Tornadoes are wreaking havoc across the continental U. S. this month, even in states not usually considered to be at high risk, such as Virginia. The jury appears to be still out on why–global warming? Better detection technology and reporting? Probably some of both. Here’s an excellent site provided by NOAA’s National Weather Service (NWS)–their Storm Prediction Center: http://www.spc.noaa.gov/. On the site, severe weather warnings are available from the link above the map. If you don’t have a weather radio to give you alerts about approaching storms, you can keep an eye on the situation nationally or in your locality via this NWS site.

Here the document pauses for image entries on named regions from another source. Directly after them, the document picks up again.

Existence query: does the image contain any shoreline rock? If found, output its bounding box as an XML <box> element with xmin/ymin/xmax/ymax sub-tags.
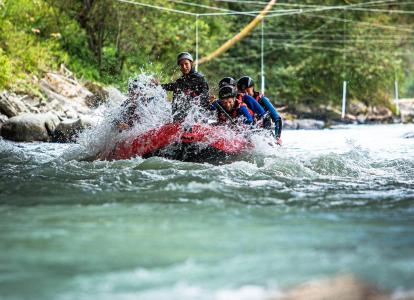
<box><xmin>1</xmin><ymin>112</ymin><xmax>60</xmax><ymax>142</ymax></box>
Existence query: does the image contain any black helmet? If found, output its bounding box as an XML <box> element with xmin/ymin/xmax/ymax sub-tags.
<box><xmin>219</xmin><ymin>77</ymin><xmax>236</xmax><ymax>89</ymax></box>
<box><xmin>128</xmin><ymin>78</ymin><xmax>141</xmax><ymax>93</ymax></box>
<box><xmin>237</xmin><ymin>76</ymin><xmax>254</xmax><ymax>91</ymax></box>
<box><xmin>177</xmin><ymin>52</ymin><xmax>194</xmax><ymax>65</ymax></box>
<box><xmin>219</xmin><ymin>85</ymin><xmax>236</xmax><ymax>99</ymax></box>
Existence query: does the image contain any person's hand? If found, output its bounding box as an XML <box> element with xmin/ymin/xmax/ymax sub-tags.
<box><xmin>117</xmin><ymin>122</ymin><xmax>129</xmax><ymax>130</ymax></box>
<box><xmin>151</xmin><ymin>77</ymin><xmax>160</xmax><ymax>85</ymax></box>
<box><xmin>209</xmin><ymin>95</ymin><xmax>218</xmax><ymax>104</ymax></box>
<box><xmin>276</xmin><ymin>137</ymin><xmax>282</xmax><ymax>146</ymax></box>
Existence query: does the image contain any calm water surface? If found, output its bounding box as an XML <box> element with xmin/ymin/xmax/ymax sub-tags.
<box><xmin>0</xmin><ymin>125</ymin><xmax>414</xmax><ymax>299</ymax></box>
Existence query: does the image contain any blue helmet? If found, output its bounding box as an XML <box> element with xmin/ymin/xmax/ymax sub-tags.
<box><xmin>219</xmin><ymin>85</ymin><xmax>237</xmax><ymax>99</ymax></box>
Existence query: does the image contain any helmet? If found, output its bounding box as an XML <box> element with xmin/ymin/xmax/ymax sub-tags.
<box><xmin>177</xmin><ymin>52</ymin><xmax>194</xmax><ymax>65</ymax></box>
<box><xmin>237</xmin><ymin>76</ymin><xmax>254</xmax><ymax>91</ymax></box>
<box><xmin>128</xmin><ymin>78</ymin><xmax>141</xmax><ymax>93</ymax></box>
<box><xmin>219</xmin><ymin>77</ymin><xmax>236</xmax><ymax>89</ymax></box>
<box><xmin>219</xmin><ymin>85</ymin><xmax>236</xmax><ymax>99</ymax></box>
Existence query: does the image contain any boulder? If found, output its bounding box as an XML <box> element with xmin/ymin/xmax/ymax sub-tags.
<box><xmin>403</xmin><ymin>131</ymin><xmax>414</xmax><ymax>139</ymax></box>
<box><xmin>0</xmin><ymin>114</ymin><xmax>9</xmax><ymax>132</ymax></box>
<box><xmin>0</xmin><ymin>91</ymin><xmax>28</xmax><ymax>118</ymax></box>
<box><xmin>84</xmin><ymin>81</ymin><xmax>109</xmax><ymax>108</ymax></box>
<box><xmin>269</xmin><ymin>275</ymin><xmax>391</xmax><ymax>300</ymax></box>
<box><xmin>347</xmin><ymin>100</ymin><xmax>368</xmax><ymax>116</ymax></box>
<box><xmin>366</xmin><ymin>106</ymin><xmax>393</xmax><ymax>123</ymax></box>
<box><xmin>52</xmin><ymin>118</ymin><xmax>91</xmax><ymax>143</ymax></box>
<box><xmin>1</xmin><ymin>113</ymin><xmax>59</xmax><ymax>142</ymax></box>
<box><xmin>0</xmin><ymin>114</ymin><xmax>9</xmax><ymax>124</ymax></box>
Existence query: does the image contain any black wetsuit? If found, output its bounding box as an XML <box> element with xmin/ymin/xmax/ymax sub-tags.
<box><xmin>161</xmin><ymin>68</ymin><xmax>209</xmax><ymax>122</ymax></box>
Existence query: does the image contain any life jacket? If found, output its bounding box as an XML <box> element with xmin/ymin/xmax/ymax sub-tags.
<box><xmin>217</xmin><ymin>97</ymin><xmax>254</xmax><ymax>123</ymax></box>
<box><xmin>253</xmin><ymin>92</ymin><xmax>263</xmax><ymax>103</ymax></box>
<box><xmin>236</xmin><ymin>93</ymin><xmax>254</xmax><ymax>119</ymax></box>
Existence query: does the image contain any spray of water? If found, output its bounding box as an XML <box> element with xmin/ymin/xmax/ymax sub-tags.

Our National Weather Service web site is an incredibly rich place for exploring and locating a variety of climate/weather/safety information. Today I found this page, S.E. US, Gulf of Mexico Weather, while looking for information about Hurricane Paula, which has been threatening the SE US for the past few days. Check out all the radio buttons offered over the top edge of the map to see other views of the area, such as water temperatures, the radar loop, etc. And click on any of the yellow icons on the map to open a window showing the weather and wave conditions at the observation site. You can zoom in by clicking on any locality and you can select the “Cities” button, then click on the city you’re interested in to see local conditions. This looks like a great tool for increasing awareness of possible weather-related emergency preparedness needs.
I found this site by selecting “Marine” under “Forecasts” on the main NWS page, then selecting “Portals.” There are also marine maps there for the Great Lakes as well as the other US coastal areas. Thanks, NWS!